Travel, for me, embodies the challenge of trying to find home everywhere one goes, of trying to create home among supposed “others” and within the “foreign.” Driving by car feels like a totally different type of travel. I have my home with me right now. I am in a (relatively) safe, comfortable environment, with my things and books and maps and Flaco. It’s all about getting from point A to point B and navigating the roads and getting through borders. In a way, it’s as if the fewer people I talk to, the more successful the trip. Talking to people means that we’re lost or the cops stopped us or we’re stopped by traffic or there was an accident. We talk with people at night and at meals, at gas stations and borders, and many times we’re too exhausted after driving all day and searching for a place to stay, that getting to know locals seems daunting.
Traveling with more time, with no set destination, with less gear and perhaps more money, we’d be able to spend time getting to know a place. A few days here and there, with lots of driving in between, seems ideal. But still, I miss the feeling of being shoulder to shoulder with the locals on buses.

But this type of travel does have its perks, and I’m getting to see countries in a completely different way. I have such a sense of Place while traveling like this. I feel as if I know where I’m located in the world, especially since we’re always staring at maps and trying to figure out the safest, quickest, most scenic route. Mountains are beautiful, for instance, but the car doesn’t appreciate them as much as I do. Roads that run along the coast are my favorite, especially when Flaco is driving and I can crane my head out the window, trying to get the best view and best camera shot. I also do get a strong sense of the friendliness of the locals when stopping to ask directions. Along the way we’ve had very few problems talking to locals and getting them to help us. Sometimes even Flaco has trouble understanding the dialects, but we still seem to find our way.

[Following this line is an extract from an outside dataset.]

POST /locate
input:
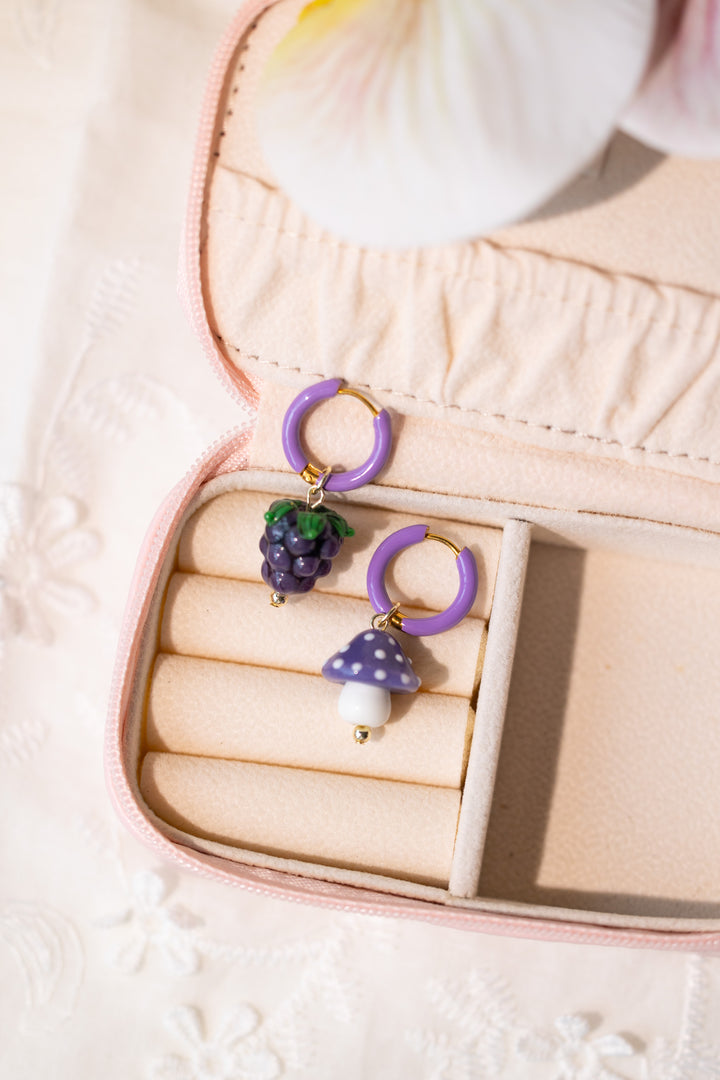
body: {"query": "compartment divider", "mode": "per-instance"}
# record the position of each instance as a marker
(490, 712)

I’m sitting in front of the Nicaraguan consulate in Tegucigalpa, Honduras, waiting for Flaco to get his visa to cross into Nicaragua. In two days, we’ve crossed from Antigua, Guatemala, through El Salvador, to the border of Nicaragua and Honduras. Sunday night we slept in Antigua, a city that lives up to its reputation as a preserved antique in the midst of more modern towns. Tourists and backpackers seemingly outnumbered Guatemalans, but it was easy to see why travelers would visit and stay. The city is cobblestone roads, ancient churches, and quaint storefronts, with local markets filled with Guatemalans selling hand-dyed blankets and beaded jewelry. I wish we had had more time to stay and explore, but we were eager to get moving.
Flaco and I decided to take our chances with driving through El Salvador instead of taking the longer route around El Salvador in Honduras. I’m glad we did, considering that El Salvador was an easy five hour drive border to border, and Honduras is the most difficult country to travel through so far. Police checkpoints in almost every city are a huge pain in the ass, especially when they try to fine us for not having a fire extinguisher or reflector triangles in the car. It seems like the cops wake up in the morning, look through the rulebook to find the most obscure law, and try to get money from every driver. I’ve had three cops tell me already that they were going to keep my license until I gave them money. Somehow, though, we only have had to pay one cop $5.  Flaco devised a flawless plan of chatting up the cop as soon as we’re stopped, asking directions and talking about our trip, until the cop gets so confused he forgets about the damn fire extinguisher and waves us away.
Flaco just returned with the visa, and we’re off to the border! More soon…

Oh, and for those who cast their bets, we’ve traveled 3,845 miles so far, with part of Honduras and Costa Rica and all of Nicaragua left!